John Spee came out of his room. He was completely dressed, his bright hair parted neat as a crease, the white of his scalp startling as surgery.

"I've made a list of things you'll probably want to do," said Millie.

John sat down. "What's this?" He pointed to the Metropolitan Museum of Art. "I'm not that keen to go to museums. We always went to the British Museum for school. My sister likes that kind of stuff, but not me."

"These are only suggestions," said Millie. She placed a muffin and a quartered orange in front of him.

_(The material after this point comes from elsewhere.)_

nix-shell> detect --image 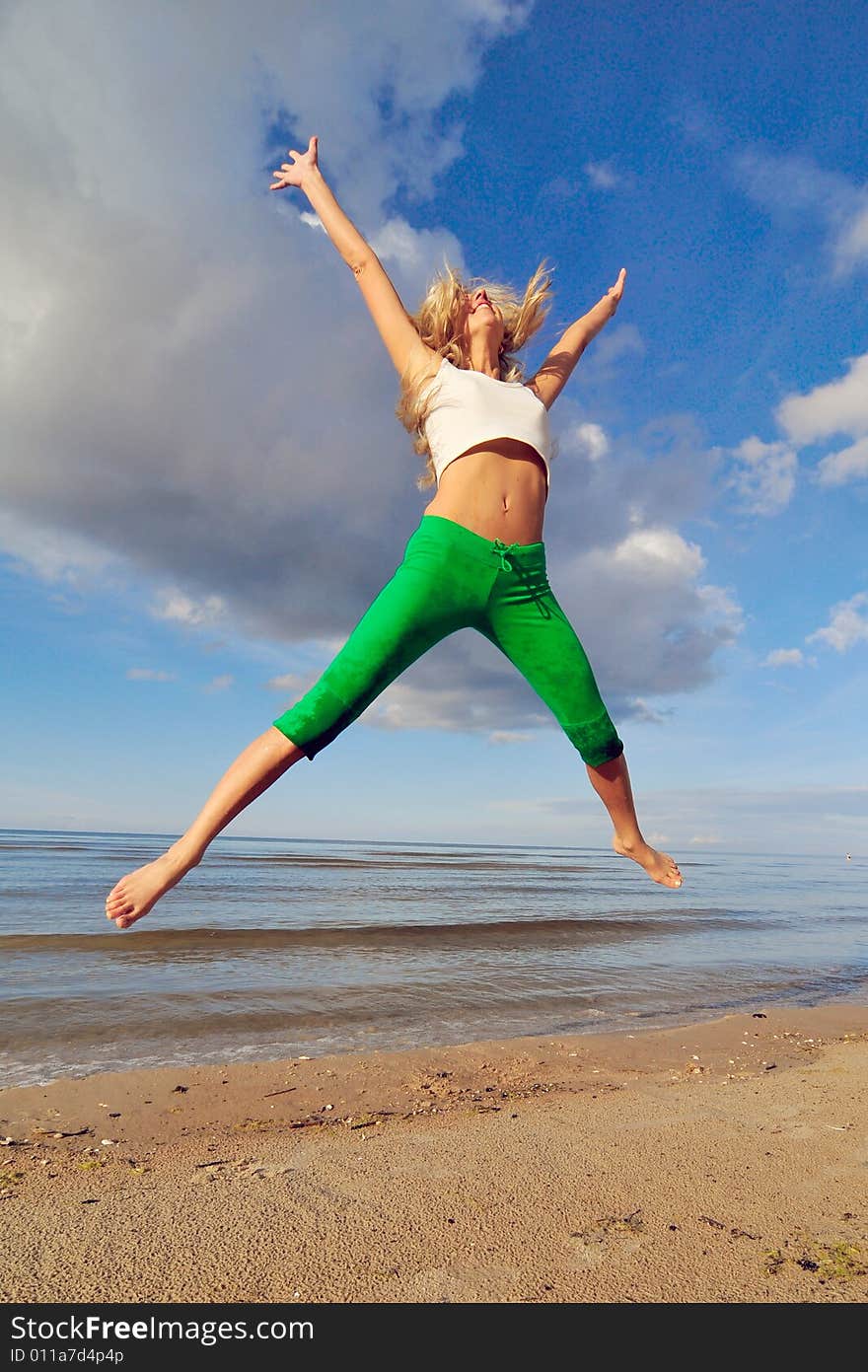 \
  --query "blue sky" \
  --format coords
[0,0,868,860]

John smiled appreciatively. He picked up a piece of orange, pressed it against his teeth, and sucked it to a damp, stringy mat.

"I can drive you to the station to catch the ten-o-two train, if you want to leave in fifteen minutes," said Millie. She slid sidesaddle into a chair and began eating a second muffin. Her manner was sprinkled with youthful motions, as if her body were on occasion falling into a memory or a wish.

"That would be lovely, thanks," said John.

"Did you really not like living in England?" asked Millie, but they were both eating muffins, and it was hard to talk.

At the station she pressed a twenty into his hand and kissed him on the cheek. He stepped back away from her and got on the train. "See a play," Millie mouthed at him through the window.

at dinner it was just she and Hane. Hane was talking about Jesus again, the Historical Jesus, how everyone misunderstood Christ's prophetic powers, how Jesus himself had been mistaken.

"Jesus thought the world was going to end," said Hane, "but he was wrong. It wasn't just Jerusalem. He was predicting the end for the whole world. Eschatologically, he got it wrong. He said it outright, but he was mistaken. The world kept right on."

"Perhaps he meant it as a kind of symbol. You know, poetically, not literally." Millie had heard Hane suggest this himself. They were his words she was speaking, one side of his own self-argument.

"No, he meant it literally," Hane barked a little fiercely.

"Well, we all make mistakes," said Millie. "Isn't the world funny that way." She always tried to listen to Hane. She knew that few students registered for his courses anymore, and those that did tended to be local fundamentalists, young ignorant people, said Hane, who had no use for history or metaphor. They might as well just chuck the Bible! In class Hane's primary aim was reconciling religion with science and history, but these young "Pentecostalists," as Hane referred to them, didn't believe in science or history. "They're mindless, some of these kids. And if you want your soul nourished — and they do, I think — you've got to have a mind."

"Cleanliness is next to godliness," said Millie.

"What are you talking about?" asked Hane. He looked depressed and impatient. There were times when he felt he had married a stupid woman, and it made him feel alone in the world.

"I've been thinking about the garbage barge," said Millie. "I guess my mind's wandering around, just like that heap of trash." She smiled. She had been listening to all the reports on the barge, had charted its course from Islip, where she had relatives, to Morehead City, where she had relatives. "Imagine," she had said to her neighbor in their backyards, near the prize tulips that belonged to neither one of them. "Relatives in both places! Garbagey relatives!"